NEW YORK (GenomeWeb News) – The nonprofit Crohn's and Colitis Canada has awarded nearly C$800,000 (US$740,000) to fund three omics research projects that will investigate genes involved in inflammatory bowel diseases (IBD) and a possible method for treating such diseases.

The awards are part of C$3.4 million in new grants the foundation awarded to fund nine research projects investigating the genetic and environmental causes of Crohn's disease and ulcerative colitis, and to develop new ways to treat patients, the foundation said yesterday.

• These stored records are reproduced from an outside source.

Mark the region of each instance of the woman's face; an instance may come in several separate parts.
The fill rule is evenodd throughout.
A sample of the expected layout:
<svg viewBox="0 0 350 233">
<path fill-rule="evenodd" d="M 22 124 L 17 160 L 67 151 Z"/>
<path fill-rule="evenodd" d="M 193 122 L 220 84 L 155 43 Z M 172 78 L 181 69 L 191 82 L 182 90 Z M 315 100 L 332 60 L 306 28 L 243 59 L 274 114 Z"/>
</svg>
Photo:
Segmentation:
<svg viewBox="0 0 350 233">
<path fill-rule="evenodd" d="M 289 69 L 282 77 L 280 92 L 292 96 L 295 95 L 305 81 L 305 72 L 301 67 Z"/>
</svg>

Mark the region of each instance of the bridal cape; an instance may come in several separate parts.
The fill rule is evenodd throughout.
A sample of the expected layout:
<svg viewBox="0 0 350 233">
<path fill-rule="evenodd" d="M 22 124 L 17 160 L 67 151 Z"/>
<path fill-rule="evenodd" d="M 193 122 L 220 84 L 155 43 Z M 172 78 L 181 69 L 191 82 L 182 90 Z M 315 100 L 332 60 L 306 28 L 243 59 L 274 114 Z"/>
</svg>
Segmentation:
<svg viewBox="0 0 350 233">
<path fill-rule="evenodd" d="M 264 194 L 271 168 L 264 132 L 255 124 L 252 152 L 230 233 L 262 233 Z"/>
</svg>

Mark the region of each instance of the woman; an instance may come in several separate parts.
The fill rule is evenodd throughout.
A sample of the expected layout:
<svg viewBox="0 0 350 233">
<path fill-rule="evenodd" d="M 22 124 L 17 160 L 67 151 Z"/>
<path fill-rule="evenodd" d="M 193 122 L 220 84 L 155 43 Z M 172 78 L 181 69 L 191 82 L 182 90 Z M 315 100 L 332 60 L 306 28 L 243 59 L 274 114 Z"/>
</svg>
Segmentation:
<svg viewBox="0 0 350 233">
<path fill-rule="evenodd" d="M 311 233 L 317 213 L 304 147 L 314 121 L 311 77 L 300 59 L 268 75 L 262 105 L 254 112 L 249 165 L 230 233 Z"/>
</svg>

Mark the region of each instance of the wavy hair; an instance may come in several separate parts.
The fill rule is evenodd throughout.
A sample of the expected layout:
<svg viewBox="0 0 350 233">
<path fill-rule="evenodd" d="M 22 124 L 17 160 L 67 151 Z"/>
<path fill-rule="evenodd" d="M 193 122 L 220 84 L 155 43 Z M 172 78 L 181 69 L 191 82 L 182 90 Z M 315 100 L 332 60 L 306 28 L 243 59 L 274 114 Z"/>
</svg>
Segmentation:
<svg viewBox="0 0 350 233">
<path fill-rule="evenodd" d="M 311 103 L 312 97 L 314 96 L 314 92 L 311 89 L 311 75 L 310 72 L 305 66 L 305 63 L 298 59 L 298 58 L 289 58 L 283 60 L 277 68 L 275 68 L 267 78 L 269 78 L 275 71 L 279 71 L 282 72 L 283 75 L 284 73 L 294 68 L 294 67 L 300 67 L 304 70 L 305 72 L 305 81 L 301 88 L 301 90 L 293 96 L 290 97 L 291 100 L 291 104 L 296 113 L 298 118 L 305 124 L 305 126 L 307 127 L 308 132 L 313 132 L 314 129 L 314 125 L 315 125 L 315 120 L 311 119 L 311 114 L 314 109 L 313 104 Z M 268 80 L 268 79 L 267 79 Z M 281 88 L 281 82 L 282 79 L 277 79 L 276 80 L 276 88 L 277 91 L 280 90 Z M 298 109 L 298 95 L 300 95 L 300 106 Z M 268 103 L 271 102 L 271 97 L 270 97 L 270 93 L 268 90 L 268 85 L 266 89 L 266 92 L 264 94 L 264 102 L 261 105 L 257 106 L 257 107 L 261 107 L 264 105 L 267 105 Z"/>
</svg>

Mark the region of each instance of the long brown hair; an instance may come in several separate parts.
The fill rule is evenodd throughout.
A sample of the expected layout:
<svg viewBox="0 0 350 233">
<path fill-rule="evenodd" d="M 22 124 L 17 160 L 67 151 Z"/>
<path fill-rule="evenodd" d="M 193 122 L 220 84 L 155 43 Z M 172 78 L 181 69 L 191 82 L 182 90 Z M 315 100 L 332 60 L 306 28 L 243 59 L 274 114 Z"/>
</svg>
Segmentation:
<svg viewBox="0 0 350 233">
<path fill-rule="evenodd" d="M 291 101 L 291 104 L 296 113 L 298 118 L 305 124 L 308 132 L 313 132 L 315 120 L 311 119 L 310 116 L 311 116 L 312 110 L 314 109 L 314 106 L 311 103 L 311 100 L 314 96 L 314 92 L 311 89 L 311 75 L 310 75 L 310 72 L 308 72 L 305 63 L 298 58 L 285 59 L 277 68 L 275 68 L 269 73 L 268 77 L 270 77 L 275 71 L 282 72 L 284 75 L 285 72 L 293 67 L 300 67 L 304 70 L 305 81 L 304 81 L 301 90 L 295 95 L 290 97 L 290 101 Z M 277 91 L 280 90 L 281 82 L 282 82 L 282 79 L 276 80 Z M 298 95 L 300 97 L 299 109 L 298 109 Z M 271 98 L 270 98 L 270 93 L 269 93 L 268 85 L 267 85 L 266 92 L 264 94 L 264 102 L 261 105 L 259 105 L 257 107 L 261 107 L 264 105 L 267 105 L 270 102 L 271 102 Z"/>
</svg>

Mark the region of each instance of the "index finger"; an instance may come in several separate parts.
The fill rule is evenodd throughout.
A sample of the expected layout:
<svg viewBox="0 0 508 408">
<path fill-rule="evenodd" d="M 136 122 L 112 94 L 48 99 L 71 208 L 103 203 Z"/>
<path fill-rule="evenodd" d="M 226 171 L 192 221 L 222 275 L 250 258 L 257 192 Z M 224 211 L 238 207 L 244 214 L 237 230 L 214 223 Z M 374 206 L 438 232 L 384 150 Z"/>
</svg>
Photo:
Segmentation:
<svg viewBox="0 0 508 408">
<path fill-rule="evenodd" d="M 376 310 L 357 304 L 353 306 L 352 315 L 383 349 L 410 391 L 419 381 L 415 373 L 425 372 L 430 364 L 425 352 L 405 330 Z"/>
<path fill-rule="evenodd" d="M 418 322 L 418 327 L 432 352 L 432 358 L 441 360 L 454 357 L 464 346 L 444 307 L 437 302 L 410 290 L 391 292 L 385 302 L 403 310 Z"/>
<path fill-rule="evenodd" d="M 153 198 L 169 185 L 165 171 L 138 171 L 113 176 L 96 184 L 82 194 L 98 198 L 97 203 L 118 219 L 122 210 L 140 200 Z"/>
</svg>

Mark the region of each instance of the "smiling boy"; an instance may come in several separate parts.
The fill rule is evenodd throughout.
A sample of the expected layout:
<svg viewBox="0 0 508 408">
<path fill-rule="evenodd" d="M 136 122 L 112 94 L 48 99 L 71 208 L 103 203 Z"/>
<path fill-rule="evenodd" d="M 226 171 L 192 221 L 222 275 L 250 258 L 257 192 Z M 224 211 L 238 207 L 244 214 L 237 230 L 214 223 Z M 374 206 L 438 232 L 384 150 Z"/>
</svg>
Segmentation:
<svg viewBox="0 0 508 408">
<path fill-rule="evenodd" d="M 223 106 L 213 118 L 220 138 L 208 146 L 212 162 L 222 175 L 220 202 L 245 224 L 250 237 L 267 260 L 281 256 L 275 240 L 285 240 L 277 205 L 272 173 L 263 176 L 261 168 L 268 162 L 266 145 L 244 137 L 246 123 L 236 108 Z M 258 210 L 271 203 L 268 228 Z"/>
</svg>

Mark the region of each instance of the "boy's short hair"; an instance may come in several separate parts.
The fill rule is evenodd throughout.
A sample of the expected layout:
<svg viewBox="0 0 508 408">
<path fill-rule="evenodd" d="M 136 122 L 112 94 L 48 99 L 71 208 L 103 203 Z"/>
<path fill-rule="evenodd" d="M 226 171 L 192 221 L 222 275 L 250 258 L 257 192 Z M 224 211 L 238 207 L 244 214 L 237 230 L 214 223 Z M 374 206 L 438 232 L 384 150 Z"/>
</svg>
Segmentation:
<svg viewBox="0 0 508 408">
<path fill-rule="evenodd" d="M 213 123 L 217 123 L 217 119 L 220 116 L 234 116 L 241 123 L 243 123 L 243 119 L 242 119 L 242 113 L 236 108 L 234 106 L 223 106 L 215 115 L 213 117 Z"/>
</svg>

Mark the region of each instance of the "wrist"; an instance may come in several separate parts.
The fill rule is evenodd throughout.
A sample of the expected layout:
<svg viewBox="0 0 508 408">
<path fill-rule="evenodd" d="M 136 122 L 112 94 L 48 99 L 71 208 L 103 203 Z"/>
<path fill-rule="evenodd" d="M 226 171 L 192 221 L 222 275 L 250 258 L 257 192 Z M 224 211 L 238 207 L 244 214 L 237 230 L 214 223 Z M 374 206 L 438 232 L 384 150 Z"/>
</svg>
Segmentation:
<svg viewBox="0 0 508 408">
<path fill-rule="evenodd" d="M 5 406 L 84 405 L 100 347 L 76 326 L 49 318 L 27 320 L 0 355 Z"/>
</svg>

Mark Lathrop, scientific director at the McGill University and Genome Quebec Innovation Centre, received a C$371,000 award to use a sequencing platform to discover new types of high-risk genetic factors involved in IBD. Aleixo Muise, co-director of the Inflammatory Bowel Disease Centre at the Hospital for Sick Children, was awarded C$371,000 to investigate how certain genes control the leakiness of the bowel in IBD. And Stephen Girardin, an associate professor at the University of Toronto, won a C$50,000 grant to conduct targeted genome editing in human intestinal epithelial cells.

The foundation said that the incidence of Crohn's and colitis has been rising, particularly since 2001, and significantly among children under the age of 10. It also noted that Canada has the highest reported prevalence and incidence of these diseases in the world and cost Canadians an estimated $2.8 billion per year in medical costs, patient expenses, and work absence.